Is Programing Art or Science?

Pascal J. Bourguignon pjb at informatimago.com
Tue Apr 3 14:27:11 EDT 2012


ccc31807 <cartercc at gmail.com> writes:

> On Apr 2, 5:48 pm, "Pascal J. Bourguignon"
>> This is a narrow-minded definition of programming.
>
> Well, that's the point.
>
> If we make a list and include things like:
> computer science
> software engineering
> computer engineering
> discrete math
> logic
> formal methods
> web development
> computer graphics
> information technology
> information management
> data processing
> database management
> database administration
> network administration
> artificial intelligence
> ... and so on and so forth ...
>
> Some of these involve real art. Some of these involve real science.
> Even engineering can be considered as science, in a way, and perhaps
> art in a way. All these include programming! HOWEVER, 'programming'
> seen as 'talking to a computer' is neither an art nor a science, but
> simply a learned skill, like plumbing or cabinet making, or even
> medicine or law.
>
> I was a lawyer for 14 years, so I know what I'm talking about: the
> practice of law in the ordinary sense is simply that, the practice of
> law, and as such it's not an art nor a science, but simply a trade,
> albeit a highly skilled and abstract trade. And yes, lawyers can be
> artists and scientists, but neither one of these is basic to the
> practice of law.
>
> I'm not saying that artists and scientists can't be programmers. Many
> of them are.

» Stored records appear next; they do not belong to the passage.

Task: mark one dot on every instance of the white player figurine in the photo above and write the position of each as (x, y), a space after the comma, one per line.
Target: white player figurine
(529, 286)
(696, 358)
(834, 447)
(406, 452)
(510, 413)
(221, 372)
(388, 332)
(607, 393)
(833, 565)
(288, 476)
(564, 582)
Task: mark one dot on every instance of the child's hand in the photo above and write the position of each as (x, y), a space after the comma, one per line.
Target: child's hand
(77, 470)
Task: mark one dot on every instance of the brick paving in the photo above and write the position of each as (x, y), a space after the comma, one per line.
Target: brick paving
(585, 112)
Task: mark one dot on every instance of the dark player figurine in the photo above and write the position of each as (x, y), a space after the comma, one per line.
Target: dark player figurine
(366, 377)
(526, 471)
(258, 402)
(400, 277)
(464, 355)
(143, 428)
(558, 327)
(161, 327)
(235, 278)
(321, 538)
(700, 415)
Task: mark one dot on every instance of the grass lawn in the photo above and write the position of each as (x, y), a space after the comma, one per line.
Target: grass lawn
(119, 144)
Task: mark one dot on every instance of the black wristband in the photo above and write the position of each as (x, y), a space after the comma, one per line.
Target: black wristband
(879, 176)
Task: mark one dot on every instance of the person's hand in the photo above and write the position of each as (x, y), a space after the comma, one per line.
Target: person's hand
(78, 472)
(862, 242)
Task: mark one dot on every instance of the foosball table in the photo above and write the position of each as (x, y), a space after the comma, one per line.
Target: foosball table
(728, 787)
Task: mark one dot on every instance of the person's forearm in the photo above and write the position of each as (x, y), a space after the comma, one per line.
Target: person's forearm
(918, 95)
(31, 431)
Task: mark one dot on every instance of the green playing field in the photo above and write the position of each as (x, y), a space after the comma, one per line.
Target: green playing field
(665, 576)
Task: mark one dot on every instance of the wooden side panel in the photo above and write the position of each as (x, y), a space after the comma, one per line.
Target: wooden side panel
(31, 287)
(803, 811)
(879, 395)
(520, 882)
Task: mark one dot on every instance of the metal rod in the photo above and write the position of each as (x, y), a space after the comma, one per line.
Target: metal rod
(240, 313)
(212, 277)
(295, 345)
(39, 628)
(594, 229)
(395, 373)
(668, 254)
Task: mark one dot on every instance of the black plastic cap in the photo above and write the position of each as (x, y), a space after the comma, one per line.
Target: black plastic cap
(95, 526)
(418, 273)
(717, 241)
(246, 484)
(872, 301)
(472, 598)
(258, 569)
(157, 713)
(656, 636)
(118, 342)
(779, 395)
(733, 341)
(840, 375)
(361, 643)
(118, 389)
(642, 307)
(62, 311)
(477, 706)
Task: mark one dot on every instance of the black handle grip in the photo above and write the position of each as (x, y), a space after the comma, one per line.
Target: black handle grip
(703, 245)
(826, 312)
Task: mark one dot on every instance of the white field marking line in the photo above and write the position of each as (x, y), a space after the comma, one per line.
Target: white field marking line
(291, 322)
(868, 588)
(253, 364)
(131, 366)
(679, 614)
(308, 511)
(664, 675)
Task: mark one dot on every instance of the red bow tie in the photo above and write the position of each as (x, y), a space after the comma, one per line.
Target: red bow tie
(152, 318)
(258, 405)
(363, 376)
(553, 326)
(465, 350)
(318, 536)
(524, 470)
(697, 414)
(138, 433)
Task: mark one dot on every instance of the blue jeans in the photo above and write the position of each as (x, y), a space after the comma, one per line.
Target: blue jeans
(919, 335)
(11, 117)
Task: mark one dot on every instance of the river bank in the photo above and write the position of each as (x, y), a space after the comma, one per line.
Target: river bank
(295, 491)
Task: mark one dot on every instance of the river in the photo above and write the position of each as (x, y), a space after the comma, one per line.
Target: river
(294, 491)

What I'm saying is that you can program a computer (i.e.,
> practice programming) without being either an artist or a scientist.


Well, of course.  Those words designate different categories that are
not exclusive.  So it's meaningless to say that programming is or is not
art or science.

Art is something that comes from a quality of the would-be artist.

Science is something that comes from a methodology applied by the
would-be scientist.

Program is something that comes from the work applied by the would-be
programmer.

You can be both a programmer and artist and produce a program
arstistically (like a torero), or an artistic program (like a painter).

You can be both a programmer and scientist, and produce a program
scientifically (like a mathematician), or a science program (like a
physicist). 

You can be both a scientist and artist and produce science artistically,
or art scientifically.

You can be the three, producing programs artistically and
scientifically, or producing artisctic programs scientifically, or
producing scientific programs artistically, etc.

When you produce programs scientifically and artistically you're a 
hacker.

It could be nice to produce scientific programs scientifically, and even
better if your scientific programs are also artistic (so that you can
show the science in an interesting way to the public).
http://www.ted.com/talks/joann_kuchera_morin_tours_the_allosphere.html

You can also produce art programmatically.  For that you need to be both
an artist or a programmer. http://animusic.com/ Or you may try to split
the qualities among a team like at Pixar producing artistic movies
programmatically and scientifically like
http://www.pixar.com/featurefilms/index.html
http://graphics.pixar.com/library/UntanglingCloth/paper.pdf


And the best is to produce scientific programs that are artistic,
scientifically and artistically.  
Then you're an scientifico-artistico-hacker.


-- 
__Pascal Bourguignon__                     http://www.informatimago.com/
A bad day in () is better than a good day in {}.